Training more people to test for HCV
Recently Jodie and other PBHRWA staff in Perth completed their phlebotomy accreditation which has broadened the number of staff that can draw blood. This means more staff can assist with taking blood, which helps alleviate the large workload which previously rested solely on Nurse Practitioner, Leanne Myers, who is based in Perth.
Jodie’s now able to do testing on the van when she does outreach deliveries. She does the blood, then talks to me or Julie, the nurse down in Bunbury, and then I’m involved when that patient is nearly ready for treatment, and I go down and do an assessment. So a lot of that footwork and background work has been done already.
Leanne joined PBHRWA in 2015 when the exciting new DAA medications were entering the market in Australia. The new game-changing medicine introduced the perfect conditions for nurse practitioners like Leanne to apply for the appropriate accreditation to prescribe DAA treatment for people living with hepatitis C.

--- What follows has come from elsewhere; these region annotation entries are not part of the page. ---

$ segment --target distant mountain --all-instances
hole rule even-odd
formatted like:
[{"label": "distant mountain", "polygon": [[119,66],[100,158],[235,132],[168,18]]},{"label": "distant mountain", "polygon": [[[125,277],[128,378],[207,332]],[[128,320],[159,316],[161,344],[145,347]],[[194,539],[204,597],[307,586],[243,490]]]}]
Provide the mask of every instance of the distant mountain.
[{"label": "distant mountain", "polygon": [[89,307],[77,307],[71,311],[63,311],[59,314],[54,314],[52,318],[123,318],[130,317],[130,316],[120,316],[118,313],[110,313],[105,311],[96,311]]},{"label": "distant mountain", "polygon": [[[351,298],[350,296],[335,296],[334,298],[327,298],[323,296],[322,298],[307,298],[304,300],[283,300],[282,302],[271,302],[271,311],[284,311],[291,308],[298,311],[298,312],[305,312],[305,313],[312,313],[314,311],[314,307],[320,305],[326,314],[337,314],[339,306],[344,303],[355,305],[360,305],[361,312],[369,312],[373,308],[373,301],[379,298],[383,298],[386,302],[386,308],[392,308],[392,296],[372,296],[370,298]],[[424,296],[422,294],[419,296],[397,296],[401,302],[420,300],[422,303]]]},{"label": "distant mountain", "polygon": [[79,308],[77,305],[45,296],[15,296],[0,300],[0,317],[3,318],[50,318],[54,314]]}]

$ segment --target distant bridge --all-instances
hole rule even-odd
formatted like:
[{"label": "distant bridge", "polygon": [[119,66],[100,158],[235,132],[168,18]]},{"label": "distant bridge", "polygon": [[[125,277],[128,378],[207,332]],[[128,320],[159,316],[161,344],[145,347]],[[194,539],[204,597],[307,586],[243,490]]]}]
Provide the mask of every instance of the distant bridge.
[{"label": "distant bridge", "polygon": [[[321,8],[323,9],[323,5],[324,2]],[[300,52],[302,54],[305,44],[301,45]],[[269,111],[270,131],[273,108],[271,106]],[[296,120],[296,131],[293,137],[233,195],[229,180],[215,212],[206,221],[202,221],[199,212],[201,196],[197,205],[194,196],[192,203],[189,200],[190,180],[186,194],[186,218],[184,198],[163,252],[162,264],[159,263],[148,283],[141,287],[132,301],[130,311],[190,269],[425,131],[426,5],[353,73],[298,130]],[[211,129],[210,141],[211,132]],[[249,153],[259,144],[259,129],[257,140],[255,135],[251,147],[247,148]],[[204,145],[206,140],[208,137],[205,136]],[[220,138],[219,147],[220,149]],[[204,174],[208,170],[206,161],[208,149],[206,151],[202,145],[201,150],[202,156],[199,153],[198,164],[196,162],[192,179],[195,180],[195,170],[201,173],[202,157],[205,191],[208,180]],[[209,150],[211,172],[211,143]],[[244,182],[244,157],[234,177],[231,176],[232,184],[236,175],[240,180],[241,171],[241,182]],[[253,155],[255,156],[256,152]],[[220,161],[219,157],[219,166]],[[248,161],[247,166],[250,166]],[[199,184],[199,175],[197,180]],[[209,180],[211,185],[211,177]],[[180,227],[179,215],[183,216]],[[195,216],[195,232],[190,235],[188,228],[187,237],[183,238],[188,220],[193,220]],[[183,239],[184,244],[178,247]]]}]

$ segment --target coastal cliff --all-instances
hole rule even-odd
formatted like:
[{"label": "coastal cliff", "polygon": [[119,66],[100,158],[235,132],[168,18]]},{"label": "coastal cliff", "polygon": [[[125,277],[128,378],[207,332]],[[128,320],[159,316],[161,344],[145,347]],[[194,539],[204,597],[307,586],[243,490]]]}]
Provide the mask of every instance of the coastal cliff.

Integrating peers into the program
As a peer-led organisation, PBHRWA is no stranger to thinking creatively and using its limited resources to serve its community. In 2017 when Leanne began prescribing DAA, the organisation hired a hepatitis C case management worker whose primary role was to support community members through treatment with the aim of devolving care and using a non-traditional medical model and taking care of the patient.
Over the past five years, Leanne has worked closely with Paul J, PBHRWA’s case manager, to support people through treatment.
I think the most important component of our model of care is the peer worker role and the role that Paul J plays. There’s a lot of work behind the scenes that must be done, and Paul does that.
Leanne Myers, Nurse Practitioner
Many community members that go on to access hepatitis C through PBHRWA initially access the needle exchange for months or years before they feel ready to engage with the organisation about some of their broader health needs.
Making a difference to the lives of locals
Sandy has lived in WA her entire life; accessing health services in Perth has been difficult due to life as a mother with a big family and also to avoid stigma and discrimination regarding drug use. More than four years ago, Sandy was introduced to Leanne and Paul through a friend that vouched for the pair and encouraged Sandy to undergo the hepatitis C treatment. Due to difficult circumstances, Sandy wasn’t able to experience her hepatitis C treatment at the time; however, in 2022, Paul and Leanne managed to connect with her again.
Paul came out to see us where we were living, and we started from there, and they’ve been fantastic. I got a month (of medication) at a time, and Paul used to come around and drop them off, which saved us going out. I’d make sure they were right next to my cup of tea. Paul’s picked me up and taken me for blood tests because I have problems with them. They’re always there for you if you need them, just a phone call away. It’s been fantastic and they give you all the information you need and always do their best to help you out.
Sandy, like countless other community members who were treated for hepatitis C with the support of PBHRWA, was elated when Leanne and Paul shared the news that she had cleared her hepatitis C. Between 2017 and 2022, Peer Based Harm Reduction has prescribed hepatitis C treatments for 165 people, with only 13 people yet to complete their final confirmatory SVR12tests.
I wouldn’t change my job for the world. Hepatitis C is now so easily treated, and it is a great way for people to engage with their health. Perhaps for some, it’s a first point for people to make a change in their lives.